It shows that I posted just a little later than you.

I agree that the chances of something going wrong with timestamps are low, but I still think it’s worth considering as a potential security risk or injection vector — although I’m not sure how realistic that threat actually is.

Regarding UUIDs, you can get the best of both worlds: sequential IDs are convenient, and adding a small number of random characters can help avoid name collisions. Since the random component only needs to ensure uniqueness across local repositories, it doesn’t require many characters.

I can see that you’ve put a great deal of effort into this, especially with the various bridging components. I built a simple bridge myself and ran some tests using the pandas project (https://github.com/pandas-dev/pandas ), which has more than 30,000 issues. Even storing only metadata (such as title and type, excluding the body) as plain text takes more than 100 MB, which seems quite large. In comparison, storing the same data in SQL takes only about 10 MB, and packed Git objects are comparable.

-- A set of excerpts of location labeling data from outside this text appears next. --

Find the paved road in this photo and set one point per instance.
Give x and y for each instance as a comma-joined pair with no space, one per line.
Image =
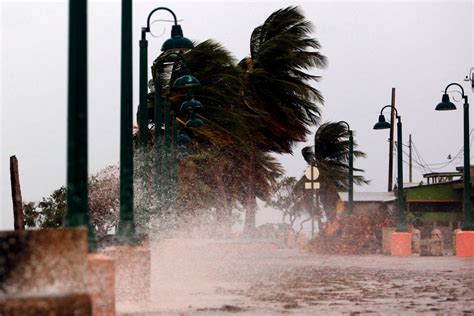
208,278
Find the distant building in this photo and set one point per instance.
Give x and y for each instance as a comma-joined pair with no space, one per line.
365,201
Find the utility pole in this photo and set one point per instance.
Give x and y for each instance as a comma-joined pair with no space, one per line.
18,220
390,148
410,169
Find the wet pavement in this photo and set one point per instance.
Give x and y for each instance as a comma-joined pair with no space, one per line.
191,277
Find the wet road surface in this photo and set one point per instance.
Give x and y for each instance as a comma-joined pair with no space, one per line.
191,277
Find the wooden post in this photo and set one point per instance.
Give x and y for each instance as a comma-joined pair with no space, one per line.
390,152
18,221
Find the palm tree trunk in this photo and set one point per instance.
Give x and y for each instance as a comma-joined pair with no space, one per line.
224,211
251,200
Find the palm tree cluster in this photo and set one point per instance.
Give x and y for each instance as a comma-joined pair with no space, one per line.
254,108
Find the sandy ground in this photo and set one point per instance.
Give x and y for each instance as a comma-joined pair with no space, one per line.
208,278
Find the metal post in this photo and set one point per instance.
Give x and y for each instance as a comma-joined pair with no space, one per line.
143,107
126,227
167,151
351,172
410,170
467,224
158,139
314,200
77,196
401,225
390,147
174,171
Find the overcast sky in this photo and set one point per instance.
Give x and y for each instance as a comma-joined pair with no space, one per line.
416,47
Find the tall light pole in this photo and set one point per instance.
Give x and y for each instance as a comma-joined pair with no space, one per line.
77,171
176,43
447,105
350,183
165,157
126,227
382,124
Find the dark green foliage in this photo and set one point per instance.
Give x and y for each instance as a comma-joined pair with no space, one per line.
330,153
48,213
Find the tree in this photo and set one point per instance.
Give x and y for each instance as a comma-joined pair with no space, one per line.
286,199
48,213
330,153
103,204
277,89
259,106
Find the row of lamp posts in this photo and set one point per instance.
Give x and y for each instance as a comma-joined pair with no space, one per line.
77,151
77,147
445,105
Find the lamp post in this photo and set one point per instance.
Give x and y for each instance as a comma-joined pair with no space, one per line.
447,105
351,168
165,160
77,187
126,227
382,124
176,43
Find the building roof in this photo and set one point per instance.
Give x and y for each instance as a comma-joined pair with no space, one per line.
368,196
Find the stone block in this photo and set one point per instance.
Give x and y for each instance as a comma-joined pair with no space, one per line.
416,241
454,239
132,272
465,244
77,305
101,280
401,244
43,262
386,239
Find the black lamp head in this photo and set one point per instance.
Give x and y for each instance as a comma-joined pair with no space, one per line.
446,104
382,124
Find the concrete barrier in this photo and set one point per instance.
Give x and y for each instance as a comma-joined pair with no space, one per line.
43,262
101,283
465,244
77,305
401,244
132,272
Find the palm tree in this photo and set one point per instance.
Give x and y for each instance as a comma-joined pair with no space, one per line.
260,106
330,153
277,88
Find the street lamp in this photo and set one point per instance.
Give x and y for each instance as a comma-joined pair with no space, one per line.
382,124
77,187
126,232
177,42
447,105
351,168
165,163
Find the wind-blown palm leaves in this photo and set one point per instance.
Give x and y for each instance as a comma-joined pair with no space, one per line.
276,86
330,153
262,105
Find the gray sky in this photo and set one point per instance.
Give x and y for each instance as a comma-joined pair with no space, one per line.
417,47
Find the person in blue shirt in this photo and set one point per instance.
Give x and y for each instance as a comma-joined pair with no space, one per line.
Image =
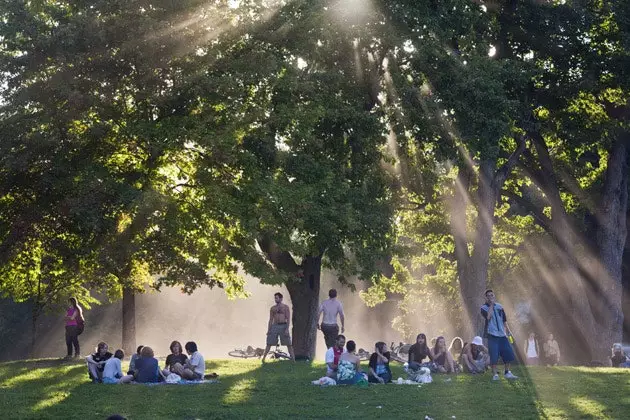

So while storing issues as Git commits certainly has some benefits, I don't see much advantage beyond that. It also seems that most users would not be able to make practical use of this approach easily — for example, for batch processing — unless they are already quite comfortable working directly with Git commits.

I'm curious about what considerations led you to decide to store issues as empty Git commits. I would appreciate it if you could share your reasoning with me.
kwhkim
·5 mesi fa·discuss
Impressive work. I built something similar and clearly remember the design choices I made, so this is an interesting subject.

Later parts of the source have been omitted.